2. Liga vor dem Start

Zwischen Spannung und finanzieller Herausforderung

Fußball National
21.07.2026 19:55
Porträt von krone Sport
Von krone Sport

Mit großer Vorfreude auf eine Saison mit attraktiven neuen Clubs, aber wirtschaftlichen Herausforderungen geht die zweite Liga in ihre neunte Saison seit der Bundesligareform.

Die Liga freut sich über die Rückkehr des Traditionsclubs Wacker Innsbruck in den Profi-Fußball, hofft auf die nächste spannende Saison und sieht sich auf gutem Weg als Ausbildungsliga, muss aber mit finanziellen Einbußen kämpfen.

Wacker Innsbruck ist zurück in der 2. Liga.
Wacker Innsbruck ist zurück in der 2. Liga.(Bild: Christof Birbaumer)

Spannung in den Meisterkämpfen
„Wenn man in acht Saisonen die Entscheidung quasi in der letzten Runde hat, ist es das Schönste, das man sich wünschen kann“, sagte Bundesliga-Vorstand Christian Ebenbauer vor der am Freitag in einer Woche beginnenden neuen Saison. „Die Attraktivität der zweiten Liga ist unfragwürdig“, meinte er auch mit Blick auf Wacker Innsbruck, den zweiten Aufsteiger ASK Voitsberg und Absteiger Blau-Weiß Linz.

Austria Lustenau entschied den letzten Meisterkampf für sich.
Austria Lustenau entschied den letzten Meisterkampf für sich.(Bild: APA/DIETMAR STIPLOVSEK)

Die zweite Leistungsstufe war vor acht Jahren als 16er-Liga mit Drehscheibenfunktion zwischen Amateur- und Profifußball konzipiert worden.
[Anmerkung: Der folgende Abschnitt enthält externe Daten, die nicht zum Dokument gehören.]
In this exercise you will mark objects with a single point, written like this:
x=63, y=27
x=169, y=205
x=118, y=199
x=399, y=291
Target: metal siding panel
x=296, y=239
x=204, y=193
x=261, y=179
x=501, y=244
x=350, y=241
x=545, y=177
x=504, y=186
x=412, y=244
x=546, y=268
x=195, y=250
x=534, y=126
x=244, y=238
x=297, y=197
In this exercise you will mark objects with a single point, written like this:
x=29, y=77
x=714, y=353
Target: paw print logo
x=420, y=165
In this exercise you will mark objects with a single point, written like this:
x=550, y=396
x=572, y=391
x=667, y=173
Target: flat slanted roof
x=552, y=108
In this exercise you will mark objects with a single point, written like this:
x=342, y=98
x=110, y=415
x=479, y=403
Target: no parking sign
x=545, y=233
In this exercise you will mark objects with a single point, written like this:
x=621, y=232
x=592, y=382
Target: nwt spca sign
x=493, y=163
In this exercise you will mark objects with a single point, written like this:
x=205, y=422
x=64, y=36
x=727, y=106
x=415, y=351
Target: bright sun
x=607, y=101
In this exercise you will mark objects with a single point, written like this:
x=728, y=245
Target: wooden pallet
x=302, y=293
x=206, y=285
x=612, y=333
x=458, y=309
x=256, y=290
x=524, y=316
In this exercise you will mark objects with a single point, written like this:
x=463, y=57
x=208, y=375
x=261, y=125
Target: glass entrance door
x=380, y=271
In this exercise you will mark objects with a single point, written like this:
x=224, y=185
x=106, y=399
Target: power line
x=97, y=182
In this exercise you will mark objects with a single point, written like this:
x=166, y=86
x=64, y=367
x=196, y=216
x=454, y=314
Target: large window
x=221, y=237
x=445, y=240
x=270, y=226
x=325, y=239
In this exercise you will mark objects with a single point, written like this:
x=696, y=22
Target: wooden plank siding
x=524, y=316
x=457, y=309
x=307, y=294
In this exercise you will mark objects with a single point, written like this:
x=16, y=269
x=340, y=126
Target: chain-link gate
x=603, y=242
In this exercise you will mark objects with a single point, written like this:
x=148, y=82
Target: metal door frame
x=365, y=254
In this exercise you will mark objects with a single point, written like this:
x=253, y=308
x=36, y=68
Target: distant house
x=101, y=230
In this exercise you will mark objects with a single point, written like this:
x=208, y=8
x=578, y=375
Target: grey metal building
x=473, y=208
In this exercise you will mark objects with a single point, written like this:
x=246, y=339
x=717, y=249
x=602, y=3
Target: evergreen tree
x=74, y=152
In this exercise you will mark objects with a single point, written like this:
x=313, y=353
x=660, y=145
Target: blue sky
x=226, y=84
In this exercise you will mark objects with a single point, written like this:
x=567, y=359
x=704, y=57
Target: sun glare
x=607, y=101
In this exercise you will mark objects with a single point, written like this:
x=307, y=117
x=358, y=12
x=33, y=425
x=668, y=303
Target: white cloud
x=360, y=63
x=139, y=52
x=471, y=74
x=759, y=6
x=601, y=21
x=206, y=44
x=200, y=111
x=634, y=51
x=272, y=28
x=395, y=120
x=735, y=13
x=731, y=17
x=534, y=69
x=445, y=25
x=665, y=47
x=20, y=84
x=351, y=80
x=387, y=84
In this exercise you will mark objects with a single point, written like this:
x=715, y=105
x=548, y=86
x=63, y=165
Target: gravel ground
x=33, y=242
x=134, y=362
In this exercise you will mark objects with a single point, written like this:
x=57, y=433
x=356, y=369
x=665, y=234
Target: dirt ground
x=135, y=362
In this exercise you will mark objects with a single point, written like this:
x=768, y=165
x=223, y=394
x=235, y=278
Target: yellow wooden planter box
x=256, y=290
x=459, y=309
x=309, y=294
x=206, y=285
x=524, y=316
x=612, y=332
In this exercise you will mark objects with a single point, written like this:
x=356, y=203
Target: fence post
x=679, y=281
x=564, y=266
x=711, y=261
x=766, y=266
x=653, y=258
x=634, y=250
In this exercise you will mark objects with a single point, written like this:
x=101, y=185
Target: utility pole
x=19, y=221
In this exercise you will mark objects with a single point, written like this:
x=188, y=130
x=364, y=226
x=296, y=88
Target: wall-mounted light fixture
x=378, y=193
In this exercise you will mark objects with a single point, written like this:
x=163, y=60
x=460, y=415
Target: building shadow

Man sieht sich dabei sportlich auf einem guten Weg. „In der vergangenen Saison haben über 50 Jung-Nationalspieler in der Liga gespielt, 30 Prozent waren österreichische U22-Spieler. Im Sommer sind bisher 18 Spieler von der zweiten Liga in die Bundesliga gewechselt. Da sieht man die Entwicklung, die Ausbildung, die passiert“, betonte Ebenbauer.

Bundesliga-Vorstand Christian Ebenbauer
Bundesliga-Vorstand Christian Ebenbauer(Bild: GEPA)

3,2 statt 3,8 Mio. Euro
Schwierig sind die finanziellen Voraussetzungen. Die wirtschaftliche Gesamtsituation „hinterlässt beim Sport Spuren, die Herausforderungen sind hoch“, sagte Ebenbauer. „Wir bekommen weniger Subventionierung seitens der höchsten Spielklasse, das ging von 3,8 auf 3,2 Mio. zurück“, offenbarte Ebenbauer im Gespräch mit der APA. Zudem müssen die Clubs ab dieser Saison auch die Schiedsrichterkosten tragen, „das macht circa eine Million aus“. Und auch die Einnahmen aus einem gut dotierten Daten-Vertrag sind „eingebrochen“. Eine Chance sieht der Bundesliga-Chef „was in Österreich in den letzten 15 Jahren aufgebaut wurde, nämlich bei den Transfererlösen. Diese Entwicklung der jungen Spieler ist ganz wichtig“.

Wie geht es weiter?
Wie es mit der Liga weitergeht, wird aktuell in Arbeitsgruppen diskutiert, die bis Ende des Jahres eine Strategie entwickeln sollen, „wie unsere Visionen und Ziele aussehen, sportlich und wirtschaftlich“. Es geht unter anderem um die Größe der zwei Profiligen ebenso wie um die Anzahl der Auf- und Absteiger. Der Abstiegsmodus hat sich für die bevorstehende Saison bereits insofern geändert, als nur noch zwei Mannschaften aus den Regionalligen aufsteigen.

Neu sind zudem nicht nur die Regeln, die von der Weltmeisterschaft in Nordamerika bekannt sind und auch in der Bundesliga Anwendung finden, sondern ist auch die Festlegung der Spielansetzungen. Die Vereine können aus sechs fixen Anspielzeiten wählen, nämlich am Freitag um 18.30 und 20.30 Uhr, am Samstag um 15.30, 17.30 oder 18.30 und Sonntagvormittag 10.30 Uhr. Allerdings unter dem Aspekt des ORF-Livespiels oder der Wahl von Laola1.